CodePudding user response:
You can first pivot_longer
your data, then join it with your df_courses
, change to "completed where necessary and the pivot_wider
again.
library(tidyverse)
df_summary %>%
pivot_longer(-employees,
names_to = "course") %>%
left_join(df_courses, by = c("employees", "course")) %>%
mutate(value = if_else(completion == 1 & value != "Not Applicable", "Completed", value, missing = value)) %>%
pivot_wider(names_from = course,
id_cols = employees)
which gives:
# A tibble: 3 x 6
employees Course_A Course_B Course_C Course_D Course_E
<chr> <chr> <chr> <chr> <chr> <chr>
1 Apple Completed Not Completed Completed Not Completed Not Completed
2 Betty Completed Completed Not Completed Not Completed Not Completed
3 Carol Not Applicable Not Completed Not Completed Not Completed Completed
CodePudding user response:
here is a data.table
approach
library(data.table)
# Set the df's to a data.table format
setDT(df_courses)
setDT(df_summary)
# Melt the smmary to long format
ans <- melt(df_summary, id.vars = "employees")
# perform an update join on the molten set
ans[!value == "Not Applicable",
value := ans[!value == "Not Applicable", ][df_courses[completion == 1,],
value := "Completed",
on = .(employees, variable = course)]$value]

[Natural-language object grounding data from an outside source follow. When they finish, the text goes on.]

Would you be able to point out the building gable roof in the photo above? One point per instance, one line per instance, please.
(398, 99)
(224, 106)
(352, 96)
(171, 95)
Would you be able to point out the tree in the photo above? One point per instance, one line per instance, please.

# Cast to wide format again
dcast(ans, employees ~ variable, value.var = "value")
# employees Course_A Course_B Course_C Course_D Course_E
# 1: Apple Completed Not Completed Completed Not Completed Not Completed
# 2: Betty Completed Completed Not Completed Not Completed Not Completed
# 3: Carol Not Applicable Not Completed Not Completed Not Completed Completed
CodePudding user response:
And here's a base R option -
#Keep data only for completed courses
complete_course <- subset(df_courses, completion == 1)
#Create a row/column matrix to change value
mat <- cbind(match(complete_course$employees, df_summary$employees),
match(complete_course$course, names(df_summary)))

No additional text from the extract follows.